If I had to do it all over again, I would have studied for a master’s degree in psychology and finance.  To fill that gap, we read constantly in various industry periodicals the latest in research with regard to the markets, asset allocation and the role of behavioral finance. To this end, we will share with you a snippet from our “Portfolio Construction, Management, Philosophy & Process” -


BEHAVIORAL FINANCE

It is human nature that there are two voices in your head. There is the logic, and there is the emotion. You can think of it as the two people on your shoulders shouting at you what they think you should do. Logic tends to be longer-term, more rational, and well thought out, whereas emotion is something that we feel over a shorter-term period. And what is interesting is most people make decisions based on their emotions.

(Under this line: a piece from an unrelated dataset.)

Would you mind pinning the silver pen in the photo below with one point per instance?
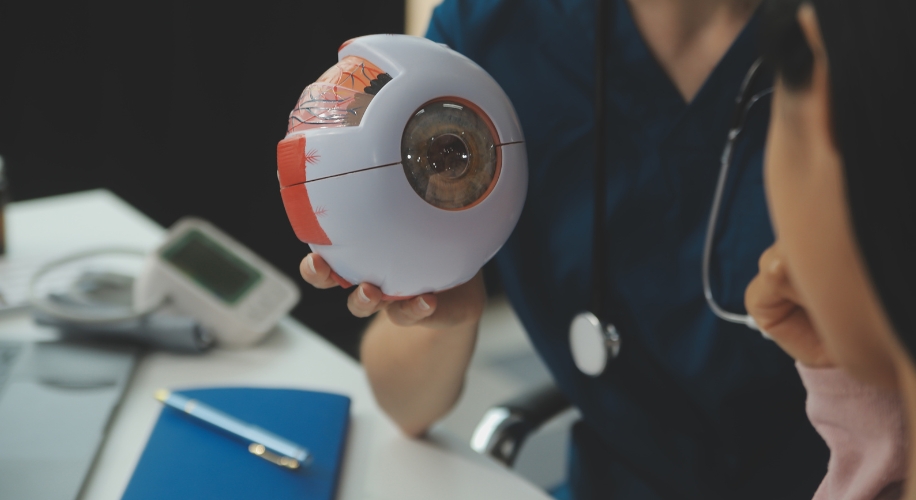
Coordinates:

This is where a good advisor is critical, they help clients to be more rational, to offset some of the pressure that comes from the short-term emotion by saying, “No, I know you are feeling this way, but history and logic tells us to stay with the plan.”


Further to client education, from our study of behavioral finance, we do not think humans are wired to think in long-term increments, and so, in our business, we sometimes must advance what is counterintuitive to our clients. Unlike any other service that you receive, where you can evaluate the outcomes over short time frames…for example, you go to the dentist and it is clear whether your dentist knew what they were doing, and so you make the decision based on that one outcome whether or not to go back. Whereas, with your financial advisor or when you are looking at market outcomes, there is so much noise in terms of any particular outcome relative to whether something is working or not, that it drives people to make decisions on a short-term basis, like they do in every other aspect of their lives. And it is very reasonable to do this with most services and products you receive in life. However, in the markets, if you simply do the thing that is working and avoid the thing that is not working, you may end up with the worst possible outcome. This is difficult for most people to do in a disciplined way without a good advisor to help them understand the implications of emotional decision making. We frequently present clients with multiple alternatives to their portfolio construction, each with different risk and reward characteristics. Which one is best? We will not know for years until we have the benefit of hindsight…and the answer may be different depending upon whether the look back period is 3-5-10+ years. As an example, if we use one of the world’s most famous investors, Warren Buffet’s Berkshire Hathaway, over the last 5 years (an eternity for many clients) the S&P 500 has outperformed Berkshire Hathaway. However, over the past 20+ years, Berkshire has outperformed the S&P 500 by almost 3.5% per year, which equates to a share value more than two times the S&P 500. Patience, having faith in the process, strategic asset allocation coupled with tactical tilts in consideration of economic and market cycles is the value we strive to add as we interpret the enormous amount of daily economic and market data.”